The tree as a schema for lines of descent is one of those devices that have become so familiar as to give us little pause for thought. Yet it is often rich in implicit meaning, far beyond its immediate graphic utility.

The leading designer of evolutionary trees was the fervent German Darwinian, Ernst Haeckel. Famed for his beautifully illustrated publications of the Radiolaria — those geometrical masterpieces of micro-engineering — and as an anti-Catholic polemicist, Haeckel sought to so extend and consolidate Darwin's theory that it would brook no contradiction. He insisted that “ontogeny is a short and rapid recapitulation of phylogeny” — to the extent of bending his visual evidence to demonstrate identical stages in the embryological development of different species.

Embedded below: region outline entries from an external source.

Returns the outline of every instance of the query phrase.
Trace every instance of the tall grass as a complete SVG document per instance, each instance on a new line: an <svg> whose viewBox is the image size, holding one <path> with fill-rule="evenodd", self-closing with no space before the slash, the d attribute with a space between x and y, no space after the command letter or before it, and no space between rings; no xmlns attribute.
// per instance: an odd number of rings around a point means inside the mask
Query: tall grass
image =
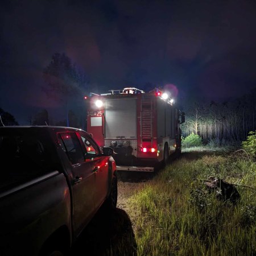
<svg viewBox="0 0 256 256"><path fill-rule="evenodd" d="M233 204L216 198L202 180L236 183ZM129 199L140 255L256 255L256 165L247 158L181 158Z"/></svg>

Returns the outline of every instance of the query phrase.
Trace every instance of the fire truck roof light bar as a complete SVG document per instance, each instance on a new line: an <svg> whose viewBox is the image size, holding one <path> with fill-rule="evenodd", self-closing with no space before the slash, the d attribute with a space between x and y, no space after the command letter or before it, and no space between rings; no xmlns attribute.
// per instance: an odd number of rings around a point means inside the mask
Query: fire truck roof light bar
<svg viewBox="0 0 256 256"><path fill-rule="evenodd" d="M143 90L135 88L135 87L126 87L125 88L119 90L110 90L109 92L111 92L112 94L136 94L138 93L145 93Z"/></svg>

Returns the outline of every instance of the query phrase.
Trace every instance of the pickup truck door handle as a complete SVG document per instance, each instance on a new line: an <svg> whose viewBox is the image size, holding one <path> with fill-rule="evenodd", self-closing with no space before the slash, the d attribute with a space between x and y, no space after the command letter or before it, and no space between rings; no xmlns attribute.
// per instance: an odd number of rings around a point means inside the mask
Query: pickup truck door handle
<svg viewBox="0 0 256 256"><path fill-rule="evenodd" d="M94 169L93 169L93 172L97 172L98 170L100 169L98 166L96 166Z"/></svg>
<svg viewBox="0 0 256 256"><path fill-rule="evenodd" d="M73 184L79 183L82 180L82 178L80 177L76 177L72 181Z"/></svg>

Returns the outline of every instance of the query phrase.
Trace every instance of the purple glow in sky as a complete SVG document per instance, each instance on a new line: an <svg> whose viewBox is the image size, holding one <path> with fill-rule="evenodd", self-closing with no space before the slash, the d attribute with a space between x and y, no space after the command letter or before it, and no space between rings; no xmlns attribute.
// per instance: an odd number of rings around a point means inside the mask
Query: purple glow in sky
<svg viewBox="0 0 256 256"><path fill-rule="evenodd" d="M94 90L151 84L180 102L222 101L256 85L254 1L3 0L0 19L0 108L20 123L57 113L41 90L55 52Z"/></svg>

For Haeckel, every act of drawing was simultaneously an act of observation, analysis and demonstration in which appearance and interpretation were blended.

Haeckel aspired to a monist philosophy which dissolved the traditional dualisms of science and religion, reason and revelation, soul and body, mind and matter, man and animals, living and non-living, and organic and inorganic. His monism, unificatory on the surface, was nevertheless suffused with hierarchical values, not least in his trees.

Figure 1
figure 1

Ernst Haeckel, ‘Single or Monophyletic Pedigree of the Stem of the Back-Boned Animals based on Palaeontology’ from The History of Creation, 1875-6, vol. II, opposite page 233.

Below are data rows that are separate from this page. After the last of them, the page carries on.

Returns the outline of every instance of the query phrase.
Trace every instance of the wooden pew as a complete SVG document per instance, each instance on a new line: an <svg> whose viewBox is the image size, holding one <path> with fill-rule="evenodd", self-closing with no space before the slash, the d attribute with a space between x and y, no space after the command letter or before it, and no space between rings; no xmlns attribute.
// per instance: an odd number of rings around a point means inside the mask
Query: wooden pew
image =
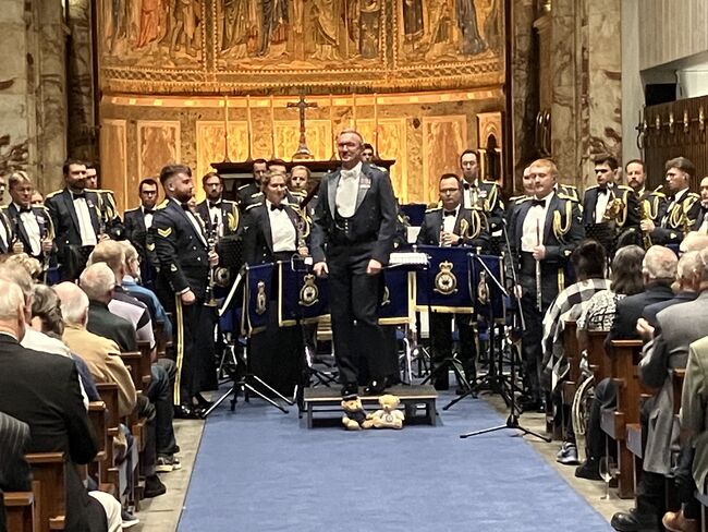
<svg viewBox="0 0 708 532"><path fill-rule="evenodd" d="M606 435L617 442L620 498L634 497L634 457L626 446L626 426L639 423L642 386L637 364L642 356L642 347L640 340L612 340L610 374L618 387L617 409L603 411L600 421Z"/></svg>
<svg viewBox="0 0 708 532"><path fill-rule="evenodd" d="M64 488L64 454L35 452L26 455L34 476L33 489L38 507L37 532L64 530L66 493Z"/></svg>
<svg viewBox="0 0 708 532"><path fill-rule="evenodd" d="M39 491L35 481L33 489ZM39 517L36 515L38 505L35 505L33 492L5 492L2 494L8 518L8 532L38 532Z"/></svg>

In his first major contribution to evolutionary theory, his General Morphology of Organisms in 1866, the tree assumes its most organic guise, with nicely rounded trunk and convincing ramifications, while in The History of Creation (translated by E. Ray Lankester in 1875-6) the trees are transformed into fern-like structures, with a degree of impressionistic suggestiveness commensurate with the uncertainties of the fossil record.

Such trees were not the inevitable outcome of an awareness of the successive phases of the appearance of species. Louis Agassiz's elegant spindle diagram in his book on fossil fish in 1833, eloquently expounded by Stephen Jay Gould, resists the joining of the branches to the trunks, because Agassiz was “convicted that they do not descend, one from the other”. If Agassiz's scheme is concerned with special creations and descent, Haeckel deals with the remorseless ascent of humankind.

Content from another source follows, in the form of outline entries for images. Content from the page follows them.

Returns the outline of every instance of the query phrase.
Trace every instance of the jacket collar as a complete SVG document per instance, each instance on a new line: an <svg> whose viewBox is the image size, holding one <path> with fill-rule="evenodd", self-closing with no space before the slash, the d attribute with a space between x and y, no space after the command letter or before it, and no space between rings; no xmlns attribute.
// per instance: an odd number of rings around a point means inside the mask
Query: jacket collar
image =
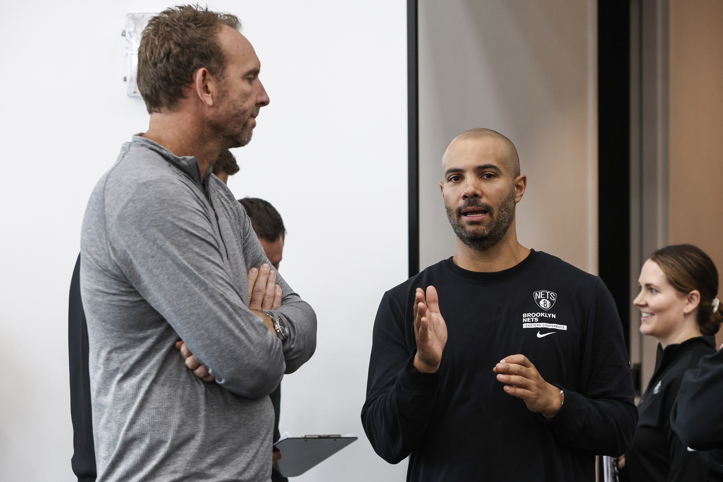
<svg viewBox="0 0 723 482"><path fill-rule="evenodd" d="M681 355L698 348L715 349L715 337L712 336L695 337L686 340L682 343L668 345L664 349L660 343L658 343L658 352L655 357L655 373L651 380L656 380L660 378L665 369Z"/></svg>
<svg viewBox="0 0 723 482"><path fill-rule="evenodd" d="M196 160L194 156L187 155L179 157L158 142L141 137L142 135L142 132L134 135L131 140L131 144L153 151L163 158L164 160L167 160L171 165L181 171L191 178L194 183L198 184L200 187L205 190L208 178L210 177L211 172L213 171L213 167L209 168L202 178L201 173L198 168L198 161Z"/></svg>

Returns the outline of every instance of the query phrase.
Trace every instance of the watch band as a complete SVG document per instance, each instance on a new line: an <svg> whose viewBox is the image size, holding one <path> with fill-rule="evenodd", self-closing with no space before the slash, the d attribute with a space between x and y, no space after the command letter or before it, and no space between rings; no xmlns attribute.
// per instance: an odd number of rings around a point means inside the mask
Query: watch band
<svg viewBox="0 0 723 482"><path fill-rule="evenodd" d="M562 401L560 404L560 410L562 410L562 405L565 405L565 392L562 391L562 389L560 389L560 396L562 399ZM560 412L560 410L557 410L557 411ZM557 415L557 414L555 413L555 415ZM555 415L553 415L552 417L548 417L547 415L545 415L544 413L543 413L542 416L544 417L545 418L547 418L547 420L552 420L555 417Z"/></svg>
<svg viewBox="0 0 723 482"><path fill-rule="evenodd" d="M263 312L271 318L271 322L273 323L273 329L276 331L276 336L281 340L281 343L283 343L288 340L288 327L284 323L283 318L273 311L264 311Z"/></svg>

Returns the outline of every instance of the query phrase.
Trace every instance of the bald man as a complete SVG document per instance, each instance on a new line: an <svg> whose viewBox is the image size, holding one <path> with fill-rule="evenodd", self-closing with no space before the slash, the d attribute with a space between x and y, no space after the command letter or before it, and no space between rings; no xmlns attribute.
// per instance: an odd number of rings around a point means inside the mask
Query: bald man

Acknowledging that “man is separated from the other animals by quantitative, not qualitative, differences”, Haeckel recognized the continuity of all natural things. However, he argued that:

Figure 2
figure 2

Louis Agissiz, ‘Diagram of the Evolution of Fishes’ from Les poissons fossiles, 1833, vol.I, p. 170 (in S.J. Gould, Eight Little Piggies. p. 431).

“if one must draw a sharp boundary, it has to be drawn between the most highly developed and civilised man on one hand, and the rudest savages on the other, and the latter have to be classed with the animals”.

Unhappily, on the eve of the First World War, he was inclined to agree with the physicist Wilhelm Ostwald that the Germanic race was leading the way into new evolutionary uplands, having “discovered the factor of organisation”, whereas “other peoples live under the regime of individualism”.

Haeckel's hierarchical trees all too readily lent themselves to such forms of social Darwinism and eugenic perfection. However, it would have behoven him — and it certainly repays us — to reflect that the unbroken persistence of some ‘primitive’ species from the lowest ramifications of his trees can just as readily suggest that the human race, as a newcomer on the evolutionary stage, has a long way to go to demonstrate comparably sustained durability.